One of the suspects, Maher Abdulaziz Mutreb, has close ties to Crown Prince Mohammad bin Salman, as photographs show him disembarking from airplanes with the crown prince in Madrid and Paris, according to the The New York Times. The suspect was also photographed next to the crown prince on visits to the U.N. and U.S.
A second suspect, Abdulaziz Mohammed al-Hawsawi, is reportedly a member of the crown prince's security detail as cited by a French professional who had previously worked with the royal family.
Thaar Ghaleb al-Barbi, a third suspect, is a high-ranking Saudi royal guard, promoted to the position for his valor in the defense of the crown prince's quarters in Jeddah, Saudi media reported.
A fourth suspect, Muhammad Saad Alzahrani, traveled with a passport under the name of another Saudi royal guard member. In addition, footage shows the royal guard member wearing a different name tag.

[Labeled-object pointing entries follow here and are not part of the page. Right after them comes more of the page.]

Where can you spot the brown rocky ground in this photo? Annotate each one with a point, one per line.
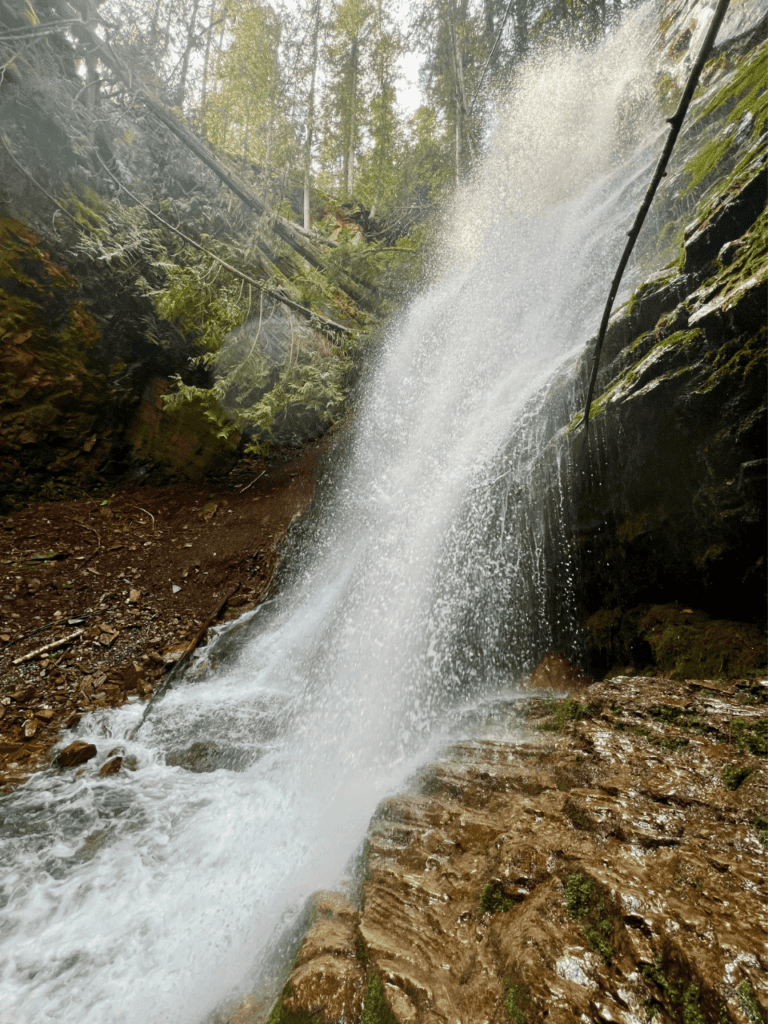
(606, 862)
(99, 598)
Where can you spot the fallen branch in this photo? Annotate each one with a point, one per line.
(242, 489)
(47, 647)
(280, 225)
(676, 123)
(323, 322)
(185, 655)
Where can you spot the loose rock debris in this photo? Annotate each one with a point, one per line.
(100, 598)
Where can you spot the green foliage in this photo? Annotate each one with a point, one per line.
(748, 1001)
(516, 1001)
(587, 903)
(578, 894)
(751, 735)
(679, 994)
(375, 1007)
(246, 112)
(562, 712)
(733, 776)
(495, 900)
(760, 823)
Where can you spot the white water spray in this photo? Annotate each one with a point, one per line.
(156, 895)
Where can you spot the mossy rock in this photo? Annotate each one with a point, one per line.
(678, 642)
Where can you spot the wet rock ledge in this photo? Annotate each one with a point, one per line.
(611, 864)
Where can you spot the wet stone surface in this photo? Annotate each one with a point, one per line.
(608, 861)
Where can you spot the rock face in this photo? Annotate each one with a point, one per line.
(608, 864)
(665, 500)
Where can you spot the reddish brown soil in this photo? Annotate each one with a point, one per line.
(131, 582)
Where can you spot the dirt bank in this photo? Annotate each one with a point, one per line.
(99, 598)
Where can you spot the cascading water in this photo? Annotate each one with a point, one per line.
(155, 895)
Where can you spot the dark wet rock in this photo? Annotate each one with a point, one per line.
(203, 757)
(728, 221)
(576, 873)
(680, 642)
(111, 767)
(76, 754)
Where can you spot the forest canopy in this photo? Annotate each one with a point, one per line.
(252, 170)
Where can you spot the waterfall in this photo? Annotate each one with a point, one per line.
(158, 894)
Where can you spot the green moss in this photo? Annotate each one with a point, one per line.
(733, 776)
(748, 1001)
(745, 90)
(516, 1001)
(736, 358)
(588, 903)
(375, 1007)
(280, 1015)
(684, 339)
(760, 824)
(561, 712)
(495, 900)
(706, 161)
(687, 645)
(751, 735)
(748, 88)
(677, 993)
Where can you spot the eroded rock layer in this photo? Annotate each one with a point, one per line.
(605, 862)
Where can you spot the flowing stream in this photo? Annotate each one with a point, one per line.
(159, 894)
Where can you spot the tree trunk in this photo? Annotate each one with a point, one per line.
(288, 232)
(310, 124)
(352, 121)
(181, 87)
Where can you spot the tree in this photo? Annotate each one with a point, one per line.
(245, 113)
(346, 54)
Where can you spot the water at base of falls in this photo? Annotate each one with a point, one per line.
(157, 894)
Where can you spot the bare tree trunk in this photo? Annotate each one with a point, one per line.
(352, 123)
(310, 123)
(288, 232)
(181, 88)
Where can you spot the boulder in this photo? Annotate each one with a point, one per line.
(76, 754)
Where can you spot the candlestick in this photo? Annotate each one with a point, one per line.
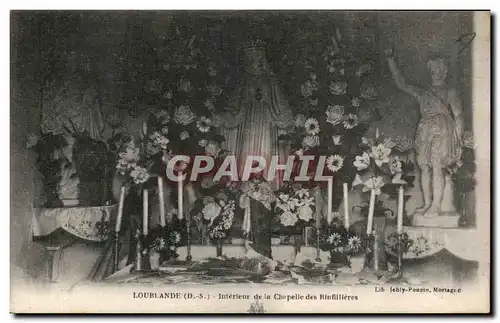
(346, 206)
(330, 197)
(317, 197)
(180, 200)
(120, 209)
(145, 212)
(162, 202)
(400, 210)
(371, 209)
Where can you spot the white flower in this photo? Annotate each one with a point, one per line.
(185, 86)
(307, 88)
(139, 175)
(338, 88)
(212, 148)
(312, 126)
(288, 219)
(131, 155)
(300, 120)
(168, 95)
(397, 179)
(354, 244)
(209, 104)
(357, 181)
(303, 192)
(395, 165)
(204, 124)
(334, 162)
(381, 154)
(334, 114)
(334, 239)
(305, 213)
(211, 211)
(203, 142)
(368, 91)
(310, 141)
(184, 115)
(351, 121)
(362, 162)
(374, 183)
(176, 237)
(31, 140)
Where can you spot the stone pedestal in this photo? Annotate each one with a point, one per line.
(438, 221)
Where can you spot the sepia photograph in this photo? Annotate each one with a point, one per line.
(250, 161)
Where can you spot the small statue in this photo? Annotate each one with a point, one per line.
(438, 138)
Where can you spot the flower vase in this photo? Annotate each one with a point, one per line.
(218, 244)
(356, 263)
(375, 257)
(297, 243)
(155, 259)
(338, 259)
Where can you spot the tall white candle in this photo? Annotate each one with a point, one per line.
(346, 206)
(163, 222)
(145, 212)
(400, 209)
(330, 197)
(180, 198)
(371, 209)
(120, 209)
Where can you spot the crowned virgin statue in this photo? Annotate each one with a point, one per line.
(257, 114)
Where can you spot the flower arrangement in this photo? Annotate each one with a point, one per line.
(165, 241)
(333, 111)
(381, 169)
(216, 210)
(133, 165)
(342, 243)
(295, 209)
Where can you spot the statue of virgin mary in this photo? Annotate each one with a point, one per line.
(257, 114)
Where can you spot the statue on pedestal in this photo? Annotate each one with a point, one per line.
(437, 142)
(257, 114)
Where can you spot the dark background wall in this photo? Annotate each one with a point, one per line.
(114, 52)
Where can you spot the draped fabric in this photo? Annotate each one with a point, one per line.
(257, 115)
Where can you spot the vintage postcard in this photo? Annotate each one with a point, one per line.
(250, 162)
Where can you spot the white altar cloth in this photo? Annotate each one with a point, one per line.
(89, 223)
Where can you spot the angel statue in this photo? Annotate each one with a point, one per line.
(438, 138)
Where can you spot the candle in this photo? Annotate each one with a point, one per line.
(318, 208)
(145, 212)
(400, 209)
(330, 197)
(371, 209)
(180, 201)
(120, 209)
(162, 202)
(346, 206)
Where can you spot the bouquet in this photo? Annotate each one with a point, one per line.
(342, 243)
(294, 208)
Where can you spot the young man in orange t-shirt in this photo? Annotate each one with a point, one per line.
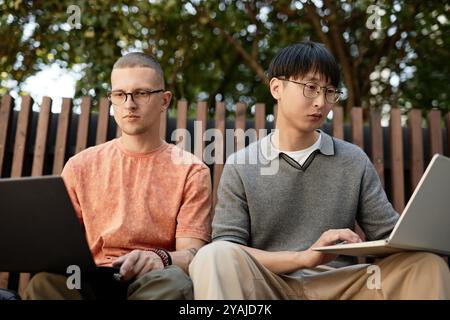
(145, 204)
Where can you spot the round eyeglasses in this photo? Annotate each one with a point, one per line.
(141, 96)
(312, 90)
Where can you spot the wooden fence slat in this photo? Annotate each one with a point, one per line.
(338, 122)
(5, 121)
(260, 119)
(62, 136)
(163, 125)
(219, 145)
(83, 124)
(102, 123)
(435, 132)
(6, 107)
(447, 120)
(396, 150)
(199, 129)
(415, 147)
(181, 139)
(239, 133)
(38, 163)
(356, 115)
(42, 133)
(20, 142)
(376, 135)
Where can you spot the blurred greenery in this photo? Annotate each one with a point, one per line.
(392, 53)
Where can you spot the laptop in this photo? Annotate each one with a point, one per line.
(40, 231)
(424, 224)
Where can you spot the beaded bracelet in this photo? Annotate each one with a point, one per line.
(163, 254)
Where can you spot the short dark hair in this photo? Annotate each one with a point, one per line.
(300, 58)
(139, 59)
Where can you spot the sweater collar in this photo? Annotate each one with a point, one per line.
(270, 154)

The final suspect, Dr. Salah al-Tubaigy, the head of Forensic Evidence at the Saudi General Security Department who traveled to Istanbul on a Saudi expedition, is allegedly responsible for dismembering Khashoggi in the Saudi consul's Istanbul residence.
The New York Times echoed reports that Turkish authorities have successfully identified at least nine out of 15 suspects who have ties to Saudi's military, government or security services. The report stated that the suspects were transferred on private jets by a Saudi company that has direct links to the crown prince and Saudi's Interior Ministry.
A Turkish official reportedly said late Tuesday that Washington Post journalist and Riyadh critic Khashoggi was drugged, murdered and his body was cut into pieces after he visited the Saudi consulate in Istanbul on Oct. 2.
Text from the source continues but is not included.